Uighur Empire


From the fifth century Turkic tribal groups under various names were found living beyond China’s northern borders from Korea to Central Asia. With China divided the Turks first preyed on, then conquered and ruled parts of northern China in many short lived dynasties.

With the rise of the Tang (T’ang) dynasty (618–909), the tables turned. Taizong (T’ai-tsung, r. 626–649) defeated both the Eastern and Western Turks, accepted their vassalage, and was proclaimed their heavenly khan.

The Uighurs were a branch of Turks organized into 10 clans and lived primarily a nomadic life in the steppes of Mongolia north of China. In the mid-eighth century they became the most powerful nomads in the region, and under Kaghan Ku-li p’ei-lo established an Uighur Empire, which was a client state of the Tang.

This ambiguity of status is apparent from the kaghans’ claim that they were appointed by heaven, though they simultaneously sought and received appointment to their positions from the Tang court.

A permanent capital was established at Karabalghasan in Mongolia but the Uighurs continued to live in tents and the kaghan’s palace was a large golden tent that could hold 100 people.

The Uighur state prospered under Ku-li, his son Mo-yen-ch’o (r. 747– 759), and his son Mo-yu. The An Lushan (An Lu-Shan) Rebellion (755–763) elevated the Uighurs from being vassals to useful and difficult allies of the Tang.

Kaghan Mo-ye-ch’o answered Suzong’s (Su-tsung, successor to Ming Huang, who abdicated in disgrace in 755) call for help. In 757 the Uighur cavalry arrived from Mongolia and helped recapture the Tang eastern capital Luoyang (Loyang) from the rebels.

The Tang had to pay a high price for the assistance—as agreed to beforehand the Uighurs were allowed to loot Luoyang for three days. Later in the rebellion in 762, a Sino-Uighur force retook Luoyang.

Uighur culture
Uighur culture

Again the Uighurs looted the city, including the palaces; massacred thousands; burned down Buddhist temples; and committed other acts of cruelty.
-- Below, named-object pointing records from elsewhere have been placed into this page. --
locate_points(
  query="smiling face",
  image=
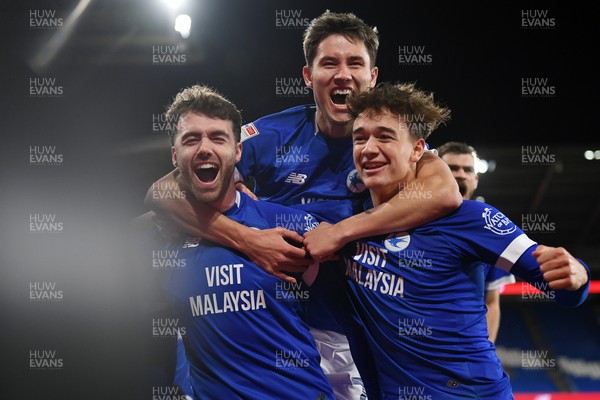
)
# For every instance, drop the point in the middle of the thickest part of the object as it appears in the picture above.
(385, 154)
(205, 151)
(341, 66)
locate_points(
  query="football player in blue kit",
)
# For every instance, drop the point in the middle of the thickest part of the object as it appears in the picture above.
(461, 158)
(424, 322)
(302, 157)
(244, 335)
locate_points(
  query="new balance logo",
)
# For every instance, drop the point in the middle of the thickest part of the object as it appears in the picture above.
(296, 179)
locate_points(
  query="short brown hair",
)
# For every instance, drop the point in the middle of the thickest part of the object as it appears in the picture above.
(205, 100)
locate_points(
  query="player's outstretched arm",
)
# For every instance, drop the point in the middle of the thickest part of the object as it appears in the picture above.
(433, 194)
(267, 248)
(561, 270)
(555, 271)
(492, 302)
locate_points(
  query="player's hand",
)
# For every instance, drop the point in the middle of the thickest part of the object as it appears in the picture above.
(561, 270)
(322, 242)
(270, 249)
(244, 189)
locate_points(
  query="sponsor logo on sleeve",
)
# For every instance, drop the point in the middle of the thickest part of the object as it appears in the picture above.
(248, 131)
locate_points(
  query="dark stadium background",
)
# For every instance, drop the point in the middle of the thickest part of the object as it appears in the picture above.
(479, 58)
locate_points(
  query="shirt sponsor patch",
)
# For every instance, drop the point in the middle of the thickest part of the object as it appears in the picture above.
(397, 241)
(248, 131)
Many other cities in northern China also suffered destruction and looting by the Uighur “allies.”

Another result of Uighur military assistance was a series of marriages between members of the two ruling houses: Members of the Li imperial clan married Uighur princesses and a total of seven principal wives (out of 13) of Uighur kaghans were Tang princesses, including three who were daughters of reigning Tang emperors (others were adopted daughters).

Uighurs continued to demand and receive costly gifts from the Tang court after the end of the rebellion and also enjoyed favorable terms of trade with the Chinese, for example receiving 40–50 bolts of silk for each horse, which was far above the fair value.

The decline of Tang power in the Western Regions also profited the Uighurs, who charged high tolls for trade goods in transit. The year 790 was the last time the Tang and Uighur armies campaigned together, against the Tibetan Kingdom, which had also grown powerful as a result of the An Lushan Rebellion.

While in Luoyang in 762 the Uighur kaghan Mou-yu converted to Manicheanism, choosing it over Buddhism and Nestorian Christianity. As a result Manicheanism became the official religion of the Uighur state.

This move was welcomed by the Tang court, which hoped that the adopting of this peaceful religion would make the Uighurs less violent. At the kaghan’s request China allowed the building of Manichean temples in Louyang and several additional important cities.

Because the Sogdians were responsible for converting the Uighurs to their religion, Sogdian influence over the Uighurs was enhanced. An alphabet, based on the Sogdian script, was created for writing Uighur, which until then had no written language.

Until this time all contemporary written knowledge about the nomads in contact with China came from Chinese sources. Many Tang government bureaus, such as the ministry of war, court of diplomatic reception, and provincial officials, gathered and kept records on the geography, customs, clothes, and products of the Uighurs and other border peoples.

Naturally they focused on how the nomads impacted on China and reflected the Chinese perspective. In the 20th century archaeologists discovered two steles in Karabalghasun and in northern Mongolia with inscriptions in three languages: Chinese, Sogdian, and Uighur. Some documents in the Uighur language have also survived, preserved in the caves of Dunhuang (Tunhuang) in western China.

Two dynasties and 13 kaghans presided over the Uighurs during their century of power; five were assassinated; several others were overthrown. Uighur politics was unstable because of tribal politics and much depended on the ability of the kaghan to maintain control over autonomous chiefs.

Social changes that resulted from increased wealth and power after the mid-eighth century undermined traditional Uighur society and economy, from nomadic to semiagricultural, and subsistence to dependence on imported luxuries. The new religion created tensions between traditionalists and Manichean converts; Manicheanism also made the Uighurs less warlike.

Aggressive neighbors, Tibetans, and especially the appearance of another group of warlike nomads called Kirghiz began to encroach on Uighur territory. In 839 a famine and pestilence hit. By 844 the Uighur state had collapsed, never to rise again.